General information
- Type: Jet airliner Aerial refuelling tanker
- National origin: United States
- Manufacturer: Lockheed
- Status: Canceled
- Number built: 0

= Lockheed L-193 Constellation II =

Aircraft development

The Lockheed L-193 Constellation II was a jet airliner design concept, designed between 1949 and 1953 with a swept wing and engines mounted towards the tail. An airliner and tanker version were developed. The latter, in an aerial refueling competition initiated by the United States Air Force (USAF), won and was preferred over the Boeing KC-135 Stratotanker. Since the competing Boeing aircraft was ready to fly first, examples were ordered as an interim measure. They performed well enough that the L-193 was never ordered as a tanker, and airliner plans were dropped soon after.

== Design and development ==
The Lockheed L-193 jet was designed between 1949 and 1953. By comparison, Boeing started producing the prototype for the Boeing 707 after the design was completed in 1952. Lockheed sought input from Trans World Airlines for the airliner's requirements and several sub-variants were developed. It was a swept wing with the engines mounted towards the tail. The same arrangement was later used by the Lockheed JetStar (1957), Vickers VC-10 (1962), and Ilyushin Il-62 (1963). It was designed to be slightly smaller than the Boeing 707 and Douglas DC-8 of the time. Lockheed used features seen in its previous designs, including tip tanks similar to the Lockheed Constellation and a double-deck fuselage similar to the Lockheed Constitution. The engines were also flush mounted to the fuselage, a feature dropped from most current jet designs.

In the wake of the Korean War, a competition was held in 1954 for a USAF aerial refueling tanker. A modified L-193 was chosen in 1955 to supplement the interim KC-135 tanker. The aircraft was designated "KCX-LO", and the first prototype would have been the XK-1. A prototype was ordered in February 1955. Air Force Secretary Harold E. Talbott ordered 250 KC-135 interim tankers while the selection winner was manufactured. The KC-135 was able to be delivered two years earlier than the Lockheed, and was able to be put into squadron service four years earlier. The orders for the Lockheed tanker were eventually dropped so the USAF would not have to support two separate tanker designs.

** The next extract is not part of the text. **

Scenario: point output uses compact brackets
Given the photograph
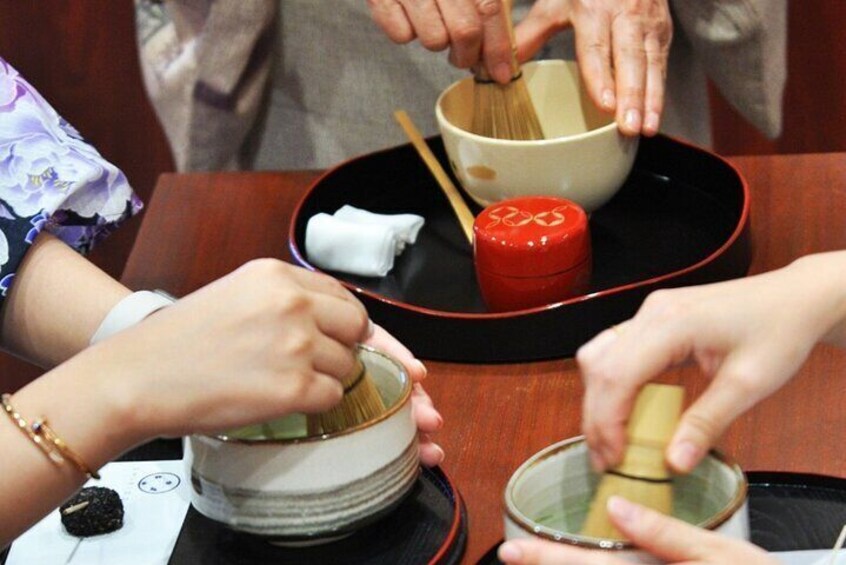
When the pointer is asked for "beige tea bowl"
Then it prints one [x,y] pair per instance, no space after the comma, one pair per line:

Lockheed never produced its jet airliner, instead producing the modestly-successful turboprop-powered Electra. Lockheed also produced the C-141 Starlifter jet cargo transport and an SST design, but did not produce a jet airliner until the L-1011 wide-body trijet. By contrast, Boeing had beat Lockheed by producing its prototype first, at its own expense, rather than waiting for the military contract, and would eventually dominate the market with a family of airliners based on the 707 and KC-135.